The decision is under appeal. The notice of appeal focusses on the Court’s conclusions pertaining to the corrosion exclusion, including whether it was meant to exclude all types of corrosion, limiting the exclusion to non-fortuitous corrosion, and findings concerning FM’s witnesses conceding that not all corrosion was excluded. The appeal also contests the Court’s conclusions on the resulting physical damage exception on these facts, and its application to the loss of use of the reactor. The idle period exclusion, nuclear radiation exclusion and interest conclusions are also under appeal.
With the complex and unique fact scenario further applied to the nuances of policy interpretation, the appeal decision will certainly provide further substantive commentary on most of the above-mentioned issues.
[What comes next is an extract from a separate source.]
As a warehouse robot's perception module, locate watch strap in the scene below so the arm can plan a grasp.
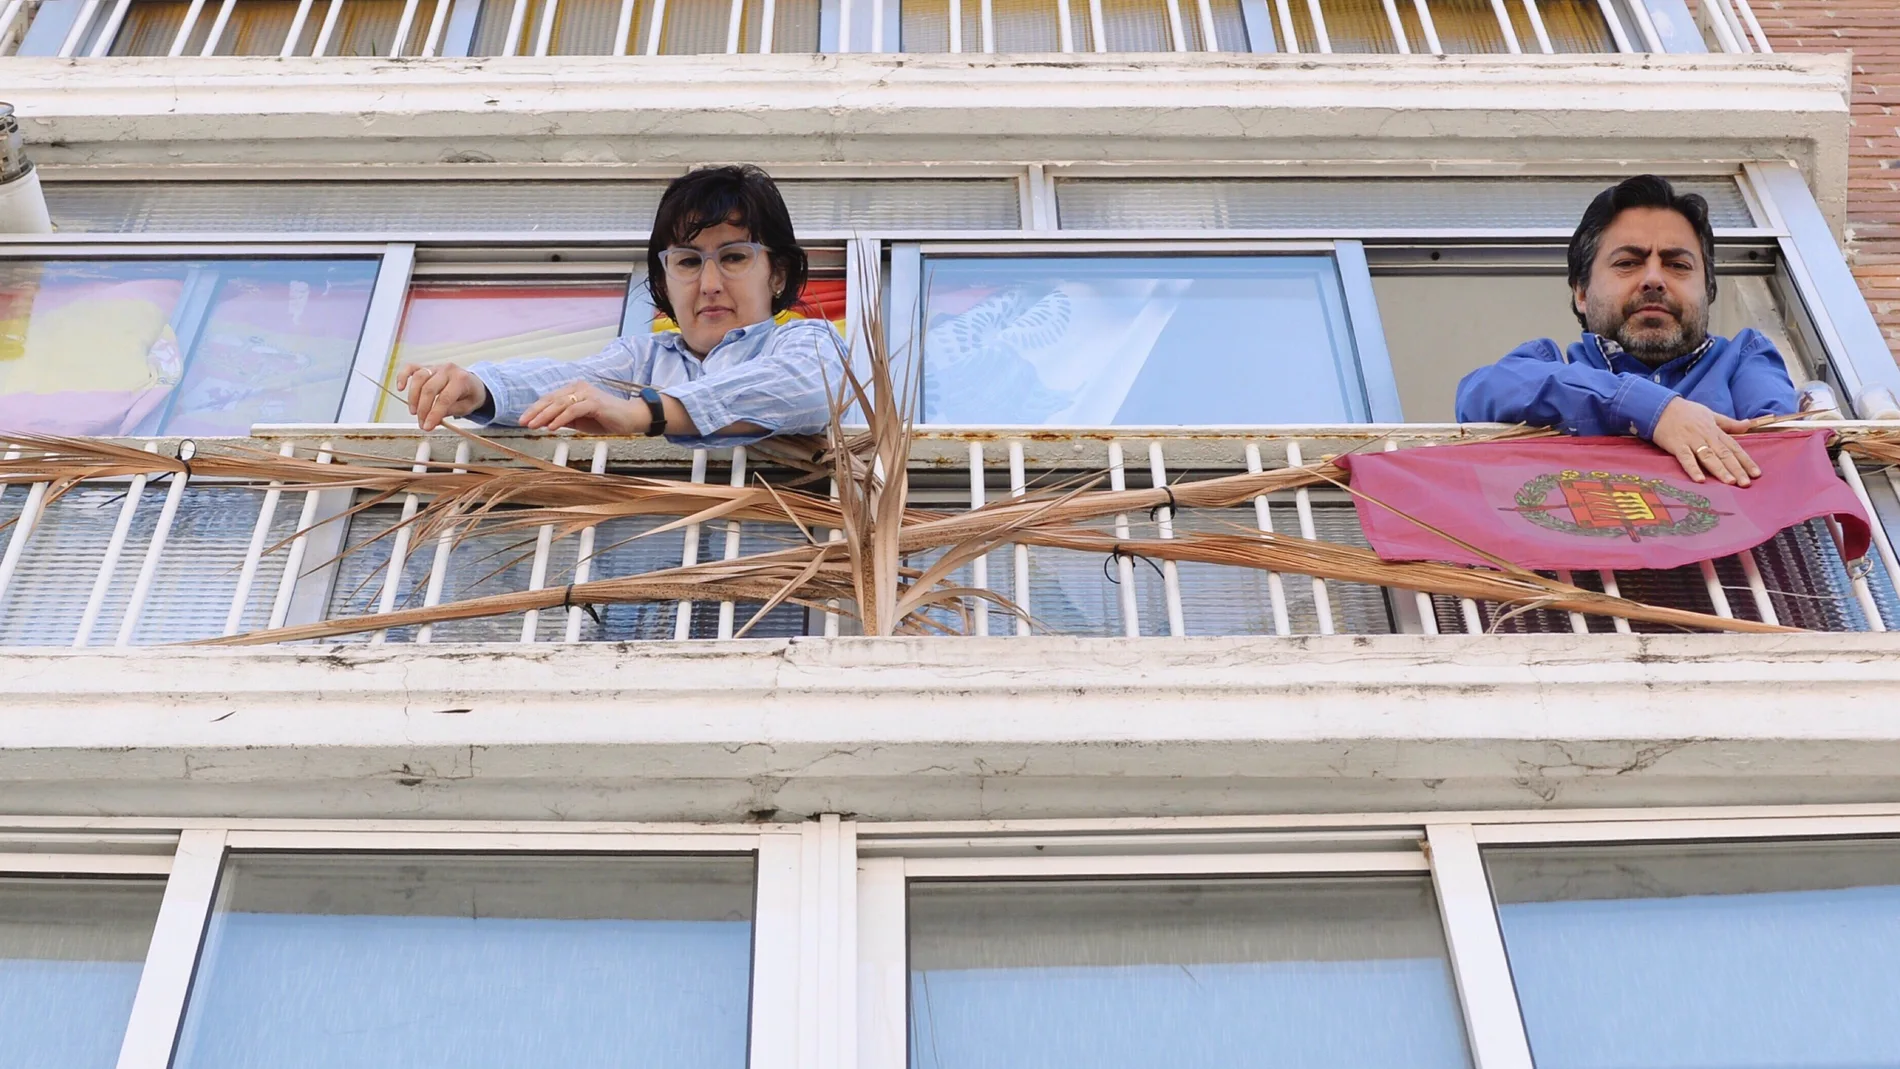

But ultimately, the decision’s commentary on interest could avoid those complexities and so may have a longer lasting, and thus greater impact, than the case’s comments on particular exclusions, or the phrase resulting physical damage.
With this decision, the Court makes clear that awarding compound interest in a commercial context need not necessarily be linked to punishing a party for wrongdoing. Rather, by awarding compound interest, and at a rate higher than the CJA, courts could better serve to compensate insureds for the true losses suffered, while contemporaneously discouraging profit through the refusal to pay covered claims. By awarding compound interest, this decision gives further warning to be cautious about coverage denials.
¹ Rory Barnable is an insurance coverage lawyer and the principal of Barnable Law P.C.